Le commandement nouveauJean 13, 31-38

Contexte historique et social

Le seuil du discours d'adieu

Une fois Judas sorti dans la nuit, s'ouvre le grand discours après la Cène (Jn 13-17), véritable testament spirituel de Jésus. Le genre n'est pas inédit : l'Ancien Testament connaît les adieux des chefs, ainsi Jacob bénissant ses fils (Gn 49), Moïse au seuil de la Terre promise (Dt 32-33), Josué à Sichem (Jos 24). Avant de quitter les siens, le juste transmet l'essentiel. Jésus inscrit sa parole dans cette tradition, mais il la dépasse : ce n'est plus seulement une bénédiction léguée, c'est sa propre vie qu'il s'apprête à livrer.

L'heure de la glorification

« Maintenant le Fils de l'homme est glorifié » : ce maintenant (grec nyn) marque l'entrée dans l'Heure vers laquelle tout l'évangile tendait (cf. 2, 4 ; 12, 23). Pour Jean, la Passion n'est pas une défaite à compenser par Pâques ; la croix elle-même est élévation et gloire. Le verbe doxazein, répété en ces versets, tisse une réciprocité saisissante entre le Père et le Fils. Le supplice imminent devient le lieu où resplendit la doxa divine, la lumière de l'amour qui se donne jusqu'au bout.

« Mes petits enfants »

Jésus s'adresse aux Douze par une appellation rare et tendre : « petits enfants » (teknia), diminutif affectueux qu'on ne retrouve guère que sous la plume du même Jean, dans sa première lettre (1 Jn 2, 1). Le ton est celui d'un père qui rassemble ses fils au moment de partir, avec une gravité mêlée de douceur : « je ne suis plus avec vous que pour peu de temps ». Cette intimité prépare les disciples à recevoir, non un code de prescriptions, mais l'héritage d'un cœur.

Lecture biblique et exégétique

Le commandement « nouveau »

« Je vous donne un commandement nouveau : aimez-vous les uns les autres. » Aimer son prochain figure déjà dans la Loi (Lv 19, 18) ; en quoi ce précepte est-il neuf ? La nouveauté tient à la mesure donnée : « comme je vous ai aimés ». Le Christ devient à la fois la source et le modèle de la charité, jusqu'au don total de la vie. Le grec kainos désigne ce qui inaugure un ordre inédit : cet amour reçu du Christ et rendu entre frères appartient déjà au monde nouveau que sa Pâque ouvre.

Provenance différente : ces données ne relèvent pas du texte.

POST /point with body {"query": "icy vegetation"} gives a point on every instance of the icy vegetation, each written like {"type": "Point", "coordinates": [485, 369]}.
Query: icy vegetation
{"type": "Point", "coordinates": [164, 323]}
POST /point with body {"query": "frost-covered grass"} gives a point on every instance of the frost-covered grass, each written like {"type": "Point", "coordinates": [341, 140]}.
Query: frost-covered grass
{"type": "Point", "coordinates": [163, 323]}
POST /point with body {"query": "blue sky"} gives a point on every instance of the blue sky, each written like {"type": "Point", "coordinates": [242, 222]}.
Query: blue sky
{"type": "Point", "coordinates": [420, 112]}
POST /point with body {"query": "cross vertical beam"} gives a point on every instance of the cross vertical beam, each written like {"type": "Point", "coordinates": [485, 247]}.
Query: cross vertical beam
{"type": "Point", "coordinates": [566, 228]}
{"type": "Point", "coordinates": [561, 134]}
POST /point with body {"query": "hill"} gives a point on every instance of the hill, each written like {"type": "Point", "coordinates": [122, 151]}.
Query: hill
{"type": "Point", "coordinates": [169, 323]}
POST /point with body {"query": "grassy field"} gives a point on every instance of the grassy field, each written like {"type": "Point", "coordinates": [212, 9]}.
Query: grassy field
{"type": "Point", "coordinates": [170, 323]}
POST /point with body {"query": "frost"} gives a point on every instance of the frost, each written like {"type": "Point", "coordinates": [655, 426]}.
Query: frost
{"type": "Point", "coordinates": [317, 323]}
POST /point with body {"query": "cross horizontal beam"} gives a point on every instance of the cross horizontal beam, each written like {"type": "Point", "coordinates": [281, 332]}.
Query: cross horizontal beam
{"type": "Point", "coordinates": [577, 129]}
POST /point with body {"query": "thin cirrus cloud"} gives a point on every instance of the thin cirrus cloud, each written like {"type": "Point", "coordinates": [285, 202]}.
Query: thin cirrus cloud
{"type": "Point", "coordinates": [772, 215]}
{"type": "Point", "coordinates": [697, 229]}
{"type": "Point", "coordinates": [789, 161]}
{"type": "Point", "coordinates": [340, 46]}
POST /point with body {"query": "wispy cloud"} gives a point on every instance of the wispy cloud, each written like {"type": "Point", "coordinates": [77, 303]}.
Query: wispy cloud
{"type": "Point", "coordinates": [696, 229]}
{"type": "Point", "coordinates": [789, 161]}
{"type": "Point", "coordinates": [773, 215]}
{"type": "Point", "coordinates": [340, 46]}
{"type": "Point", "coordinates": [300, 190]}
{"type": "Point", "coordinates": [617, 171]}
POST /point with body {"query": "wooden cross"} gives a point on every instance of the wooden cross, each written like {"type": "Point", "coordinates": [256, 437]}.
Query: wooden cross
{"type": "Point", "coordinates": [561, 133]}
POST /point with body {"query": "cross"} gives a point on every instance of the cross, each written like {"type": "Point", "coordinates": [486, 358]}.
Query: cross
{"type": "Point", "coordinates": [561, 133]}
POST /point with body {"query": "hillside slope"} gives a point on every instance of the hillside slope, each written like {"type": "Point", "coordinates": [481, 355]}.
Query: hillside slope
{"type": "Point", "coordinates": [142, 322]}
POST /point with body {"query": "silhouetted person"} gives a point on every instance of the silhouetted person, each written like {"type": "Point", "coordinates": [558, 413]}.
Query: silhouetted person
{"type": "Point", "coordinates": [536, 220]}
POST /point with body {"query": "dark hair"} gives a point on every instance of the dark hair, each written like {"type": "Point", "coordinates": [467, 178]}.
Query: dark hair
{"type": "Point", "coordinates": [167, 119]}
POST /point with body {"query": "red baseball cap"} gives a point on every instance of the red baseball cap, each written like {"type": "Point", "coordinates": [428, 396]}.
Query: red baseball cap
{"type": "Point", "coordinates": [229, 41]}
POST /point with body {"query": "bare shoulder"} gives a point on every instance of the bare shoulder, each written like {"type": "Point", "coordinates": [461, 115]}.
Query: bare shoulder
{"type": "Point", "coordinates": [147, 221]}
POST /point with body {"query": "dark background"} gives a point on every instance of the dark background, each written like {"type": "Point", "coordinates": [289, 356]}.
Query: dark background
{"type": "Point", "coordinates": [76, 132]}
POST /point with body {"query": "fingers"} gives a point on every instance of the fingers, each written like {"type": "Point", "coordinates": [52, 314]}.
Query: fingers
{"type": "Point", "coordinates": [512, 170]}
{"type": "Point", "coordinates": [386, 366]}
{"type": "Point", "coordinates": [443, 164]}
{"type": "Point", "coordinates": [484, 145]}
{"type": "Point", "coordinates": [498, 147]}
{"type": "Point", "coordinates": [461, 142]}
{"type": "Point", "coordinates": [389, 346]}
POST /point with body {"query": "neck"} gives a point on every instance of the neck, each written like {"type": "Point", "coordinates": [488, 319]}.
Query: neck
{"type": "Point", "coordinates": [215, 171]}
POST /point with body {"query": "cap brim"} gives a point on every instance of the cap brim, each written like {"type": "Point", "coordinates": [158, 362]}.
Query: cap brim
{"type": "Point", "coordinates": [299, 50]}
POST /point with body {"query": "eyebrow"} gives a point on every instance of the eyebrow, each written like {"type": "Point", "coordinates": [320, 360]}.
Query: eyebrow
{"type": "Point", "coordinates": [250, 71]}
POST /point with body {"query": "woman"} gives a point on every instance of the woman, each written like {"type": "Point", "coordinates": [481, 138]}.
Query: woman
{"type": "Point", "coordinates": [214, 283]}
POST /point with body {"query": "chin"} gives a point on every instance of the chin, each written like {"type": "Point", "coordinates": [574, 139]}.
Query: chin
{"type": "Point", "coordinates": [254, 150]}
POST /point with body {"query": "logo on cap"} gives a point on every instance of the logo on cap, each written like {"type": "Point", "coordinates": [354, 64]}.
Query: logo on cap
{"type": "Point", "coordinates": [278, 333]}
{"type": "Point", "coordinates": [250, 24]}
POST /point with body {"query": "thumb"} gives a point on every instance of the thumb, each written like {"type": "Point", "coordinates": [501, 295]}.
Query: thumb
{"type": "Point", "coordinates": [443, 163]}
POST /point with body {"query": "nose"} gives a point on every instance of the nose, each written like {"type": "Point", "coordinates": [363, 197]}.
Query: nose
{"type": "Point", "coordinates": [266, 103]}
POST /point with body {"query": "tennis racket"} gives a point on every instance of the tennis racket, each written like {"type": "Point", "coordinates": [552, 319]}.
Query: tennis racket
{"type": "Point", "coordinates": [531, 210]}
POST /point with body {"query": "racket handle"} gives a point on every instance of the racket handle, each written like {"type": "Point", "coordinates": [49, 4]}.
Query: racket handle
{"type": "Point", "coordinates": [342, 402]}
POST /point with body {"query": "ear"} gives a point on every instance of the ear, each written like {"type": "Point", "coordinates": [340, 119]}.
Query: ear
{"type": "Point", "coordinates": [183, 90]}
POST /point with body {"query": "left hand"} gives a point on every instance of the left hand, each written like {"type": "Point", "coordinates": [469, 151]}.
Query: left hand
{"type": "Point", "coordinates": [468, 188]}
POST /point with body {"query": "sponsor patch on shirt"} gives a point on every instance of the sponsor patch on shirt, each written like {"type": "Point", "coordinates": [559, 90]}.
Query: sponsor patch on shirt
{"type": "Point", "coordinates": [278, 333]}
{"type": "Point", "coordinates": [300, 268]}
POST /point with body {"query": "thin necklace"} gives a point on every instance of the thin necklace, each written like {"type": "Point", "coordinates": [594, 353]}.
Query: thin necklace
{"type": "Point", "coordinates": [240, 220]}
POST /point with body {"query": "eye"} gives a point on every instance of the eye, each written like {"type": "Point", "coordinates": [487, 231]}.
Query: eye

Le signe distinctif des disciples

« À ceci tous reconnaîtront que vous êtes mes disciples : si vous avez de l'amour les uns pour les autres. » Le critère n'est ni la doctrine professée ni les prodiges, mais l'amour mutuel rendu visible. Tertullien, au IIe siècle, rapportera l'étonnement des païens devant les chrétiens : « Voyez comme ils s'aiment. » La charité fraternelle est ainsi posée comme la carte d'identité de l'Église, le rayonnement par lequel le monde devine la présence du Ressuscité, et devient argument de crédibilité de l'Évangile.

Pierre et l'annonce du reniement

À l'annonce du départ, Pierre s'élance : « Pourquoi ne puis-je te suivre maintenant ? Je donnerai ma vie pour toi ! » Générosité sincère, mais présomptueuse, qui surestime ses propres forces. Jésus répond par une prophétie précise : « Avant que le coq chante, tu m'auras renié trois fois. » Le contraste est aigu entre l'élan du moment et la chute prochaine. La scène n'est pourtant pas sans espérance : selon Luc, Jésus a prié pour Pierre, afin que sa foi ne sombre pas et qu'il affermisse un jour ses frères (Lc 22, 32).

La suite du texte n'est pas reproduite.